El lector mismo, por otra parte, con frecuencia requeriría estar específicamente instruido. Los saltos de verso a verso, los silencios, los espacios en blanco, los cortes bruscos, las temáticas indecisas o herméticas, en efecto, piden al lector tanto bagaje –aunque usted no lo crea- como el necesario para una arriesgada travesía, a veces muy compleja. La operación que efectúa la lectura poética, en efecto, a veces puede ser, también, muy exigente.

A Borges le gustaba pensar en aquellos que, silenciosa o secretamente, escriben poesía.

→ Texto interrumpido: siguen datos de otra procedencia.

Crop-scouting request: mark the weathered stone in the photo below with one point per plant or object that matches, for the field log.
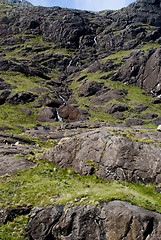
(90, 88)
(114, 220)
(47, 114)
(21, 98)
(26, 111)
(112, 156)
(134, 121)
(3, 95)
(148, 116)
(113, 108)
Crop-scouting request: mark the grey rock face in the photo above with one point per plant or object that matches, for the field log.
(110, 156)
(111, 221)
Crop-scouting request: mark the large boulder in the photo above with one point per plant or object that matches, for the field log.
(110, 155)
(113, 221)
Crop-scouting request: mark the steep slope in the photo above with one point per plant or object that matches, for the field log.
(77, 82)
(63, 52)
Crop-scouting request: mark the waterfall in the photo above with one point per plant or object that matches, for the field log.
(95, 41)
(63, 99)
(70, 63)
(60, 119)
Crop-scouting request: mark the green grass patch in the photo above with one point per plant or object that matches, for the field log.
(12, 116)
(43, 185)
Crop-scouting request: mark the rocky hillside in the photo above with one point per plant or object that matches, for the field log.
(80, 101)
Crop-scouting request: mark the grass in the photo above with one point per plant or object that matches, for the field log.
(47, 184)
(12, 116)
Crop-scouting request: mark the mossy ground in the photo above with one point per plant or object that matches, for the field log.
(46, 184)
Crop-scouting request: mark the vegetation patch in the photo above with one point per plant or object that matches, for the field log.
(47, 184)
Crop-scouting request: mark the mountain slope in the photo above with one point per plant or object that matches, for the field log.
(64, 52)
(87, 86)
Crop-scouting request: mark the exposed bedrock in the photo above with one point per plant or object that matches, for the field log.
(111, 155)
(111, 221)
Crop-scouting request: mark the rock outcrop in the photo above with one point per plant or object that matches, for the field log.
(111, 221)
(126, 156)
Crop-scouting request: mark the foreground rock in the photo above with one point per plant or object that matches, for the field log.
(126, 156)
(113, 221)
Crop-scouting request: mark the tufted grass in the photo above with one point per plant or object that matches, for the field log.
(43, 185)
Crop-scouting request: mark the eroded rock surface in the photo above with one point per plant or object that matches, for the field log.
(111, 221)
(126, 155)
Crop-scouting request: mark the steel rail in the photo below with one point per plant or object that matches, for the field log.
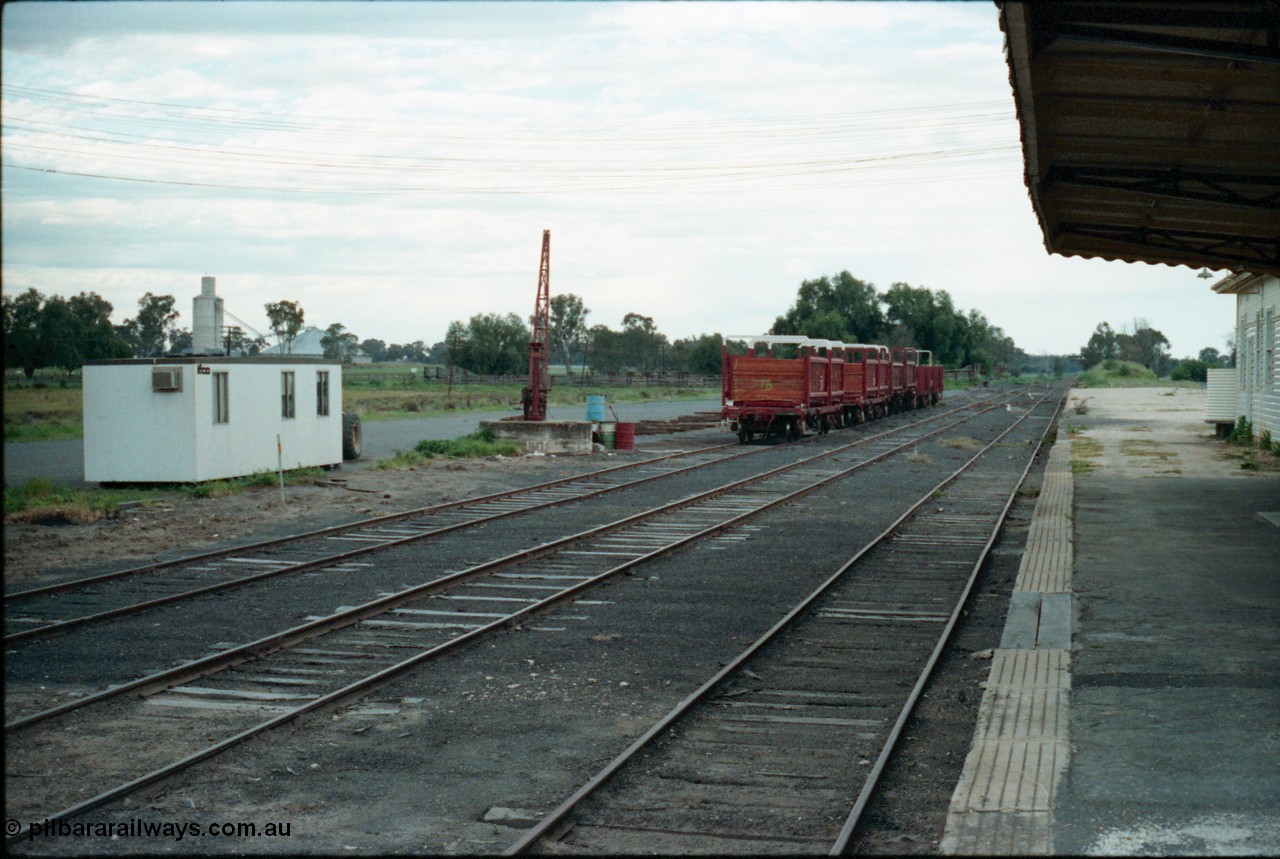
(380, 520)
(295, 635)
(510, 620)
(338, 529)
(873, 777)
(337, 558)
(659, 727)
(302, 566)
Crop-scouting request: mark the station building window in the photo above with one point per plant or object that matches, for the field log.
(323, 393)
(222, 402)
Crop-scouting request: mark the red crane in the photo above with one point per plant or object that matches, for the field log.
(534, 396)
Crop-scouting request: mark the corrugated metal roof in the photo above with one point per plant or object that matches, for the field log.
(1151, 131)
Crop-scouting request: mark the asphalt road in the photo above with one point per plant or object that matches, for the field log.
(64, 461)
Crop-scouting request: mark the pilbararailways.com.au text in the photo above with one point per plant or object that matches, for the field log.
(138, 828)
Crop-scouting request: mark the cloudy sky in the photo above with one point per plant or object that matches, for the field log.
(392, 165)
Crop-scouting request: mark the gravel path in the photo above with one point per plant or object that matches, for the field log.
(63, 461)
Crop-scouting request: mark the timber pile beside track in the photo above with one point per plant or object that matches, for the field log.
(342, 658)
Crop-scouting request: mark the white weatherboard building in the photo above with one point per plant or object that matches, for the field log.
(1257, 330)
(191, 419)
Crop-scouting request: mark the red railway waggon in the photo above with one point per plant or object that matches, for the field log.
(790, 385)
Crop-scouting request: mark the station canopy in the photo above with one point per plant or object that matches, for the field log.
(1151, 131)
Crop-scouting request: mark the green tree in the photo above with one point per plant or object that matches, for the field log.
(1192, 370)
(286, 319)
(700, 355)
(95, 336)
(1102, 345)
(58, 336)
(606, 350)
(931, 318)
(147, 332)
(374, 348)
(1212, 357)
(338, 343)
(489, 345)
(1146, 346)
(567, 325)
(22, 330)
(837, 307)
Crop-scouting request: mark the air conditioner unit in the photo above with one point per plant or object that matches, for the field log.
(167, 379)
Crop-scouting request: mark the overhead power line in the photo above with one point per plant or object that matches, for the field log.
(184, 145)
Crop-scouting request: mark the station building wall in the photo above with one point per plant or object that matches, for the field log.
(222, 420)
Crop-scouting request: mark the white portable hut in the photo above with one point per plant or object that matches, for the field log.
(206, 417)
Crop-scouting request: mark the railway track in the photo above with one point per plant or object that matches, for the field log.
(781, 750)
(51, 610)
(255, 688)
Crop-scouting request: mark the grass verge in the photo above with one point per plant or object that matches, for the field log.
(465, 447)
(45, 501)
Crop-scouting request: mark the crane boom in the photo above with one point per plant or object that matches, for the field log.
(534, 397)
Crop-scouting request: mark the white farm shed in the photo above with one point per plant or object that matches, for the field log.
(1257, 361)
(191, 419)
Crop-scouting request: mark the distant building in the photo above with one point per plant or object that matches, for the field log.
(309, 343)
(192, 419)
(1257, 328)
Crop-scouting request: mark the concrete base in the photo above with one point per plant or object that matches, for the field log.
(544, 437)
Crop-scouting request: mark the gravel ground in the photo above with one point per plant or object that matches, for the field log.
(542, 711)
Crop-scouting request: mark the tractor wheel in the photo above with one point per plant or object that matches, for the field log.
(351, 442)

De ahí sus poemas “A un poeta sajón” o “A un poeta menor de 1899”. Pero ahora, de pronto estamos, hipotéticamente, en un mundo en el que todos son poetas y, suponemos, poetas menores. El olvido será su lote, pero no importa, pues, como dice el citado Emmanuel, refiriéndose justamente a los innumerables poemas que escriben y no se leerán, ni valdrán la pena, que de todas maneras esa literatura “es realmente una obra de amor”.